PKS Sebut Gagal Geledah Kantor DPP PDIP Bukti UU Revisi KPK Lemahkan Pemberantasan Korupsi

PKS Sebut Gagal Geledah Kantor DPP PDIP Bukti UU Revisi KPK Lemahkan Pemberantasan Korupsi

13 Januari 2020
Ketua Departemen Politik DPP PKS, Pipin Sopian

Ketua Departemen Politik DPP PKS, Pipin Sopian

RIAU1.COM - Revisi Undang-undang KPK membuat pemberantasan korupsi menjadi terlalu birokratis, padahal perkara yang ditangani lembaga ini merupakan kejahatan 'kerah putih'.

Hal ini kemudian menjadi kritikan Ketua Departemen Politik DPP PKS, Pipin Sopian atas lambannya KPK dalam menelusuri kasus dugaan suap yang melibatkan politikus PDI-Perjuangan Harun Masiku.

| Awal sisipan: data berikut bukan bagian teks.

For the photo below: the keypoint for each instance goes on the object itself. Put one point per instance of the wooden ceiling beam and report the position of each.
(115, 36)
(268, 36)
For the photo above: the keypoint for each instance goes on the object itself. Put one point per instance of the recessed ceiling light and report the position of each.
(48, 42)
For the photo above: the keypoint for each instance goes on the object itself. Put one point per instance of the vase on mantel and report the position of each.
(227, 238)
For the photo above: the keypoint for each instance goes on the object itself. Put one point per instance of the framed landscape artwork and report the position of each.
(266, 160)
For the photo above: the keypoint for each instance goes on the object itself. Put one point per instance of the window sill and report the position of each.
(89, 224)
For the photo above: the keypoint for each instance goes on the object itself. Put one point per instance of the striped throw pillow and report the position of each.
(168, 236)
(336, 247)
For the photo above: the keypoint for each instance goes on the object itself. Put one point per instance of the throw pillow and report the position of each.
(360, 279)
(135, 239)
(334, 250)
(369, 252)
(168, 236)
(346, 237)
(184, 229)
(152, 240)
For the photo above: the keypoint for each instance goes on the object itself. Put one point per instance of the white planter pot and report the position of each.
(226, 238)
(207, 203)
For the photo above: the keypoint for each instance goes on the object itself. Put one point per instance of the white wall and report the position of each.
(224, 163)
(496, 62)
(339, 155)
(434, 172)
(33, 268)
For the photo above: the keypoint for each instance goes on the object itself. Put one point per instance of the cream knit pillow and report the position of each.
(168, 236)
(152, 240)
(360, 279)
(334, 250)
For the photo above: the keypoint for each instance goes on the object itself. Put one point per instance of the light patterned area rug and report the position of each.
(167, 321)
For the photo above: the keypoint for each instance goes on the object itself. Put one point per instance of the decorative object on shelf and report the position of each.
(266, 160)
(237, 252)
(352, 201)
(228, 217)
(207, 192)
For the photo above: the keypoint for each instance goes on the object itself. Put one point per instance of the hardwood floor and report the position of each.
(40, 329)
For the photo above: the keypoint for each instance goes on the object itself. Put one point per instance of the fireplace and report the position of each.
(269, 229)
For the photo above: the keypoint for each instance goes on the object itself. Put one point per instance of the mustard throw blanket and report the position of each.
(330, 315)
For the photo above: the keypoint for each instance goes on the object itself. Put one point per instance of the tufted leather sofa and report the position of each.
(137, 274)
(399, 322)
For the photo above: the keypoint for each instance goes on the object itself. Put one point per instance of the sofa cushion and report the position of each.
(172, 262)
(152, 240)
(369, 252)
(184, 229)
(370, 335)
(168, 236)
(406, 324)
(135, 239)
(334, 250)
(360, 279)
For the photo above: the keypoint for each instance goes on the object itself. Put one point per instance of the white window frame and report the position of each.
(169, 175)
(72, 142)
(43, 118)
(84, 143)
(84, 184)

Beberapa waktu lalu, KPK tidak bisa melakukan penggeledahan di Kantor DPP PDI-Perjuangan, Jakarta. Pipit menyebut, penyebab utama karena revisi UU KPK 19/2019 yang melahirkan birokrasi panjang dalam penelusuran kasus tindak pidana korupsi.

"Ini bukti awal, revisi UU KPK telah membuat pemberantasan korupsi di Indonesia jadi birokratis dan akhirnya memble," ucap Pipin, Senin 13 Januari 2020.

Salah satu yang menjadi sorotan adalah, kehadiran Dewan Pengawas (Dewas) KPK, yang menjadi pintu utama bagi penyidik untuk melakukan penggeledahan dan peyadapan.

Pipin menuturkan, kewajiban penyidik KPK meminta izin penyadapan dan penggeledahan kepada Dewas KPK meningkatkan potensi penghilangan barang bukti.

"Sangat ironis. Penggeledahan diumumkan sudah dapat izin dan akan dilaksanakan pekan depan. Jangankan hitungan pekan, hitungan menit kalau bocor ya, hilang semua barang bukti," sebutnya.

Ia pun meminta Presiden Jokowi mengeluarkan peraturan pemerintah pengganti undang-undang (Perppu) KPK. "Jika Perppu KPK tidak dikeluarkan presiden dan atau revisi UU KPK dilakukan DPR, maka pemberantasan korupsi di Indonesia hanya sekedar mitos. Pejabat negara bebas menerima suap dan uang negara gampang digarong koruptor," tukasnya.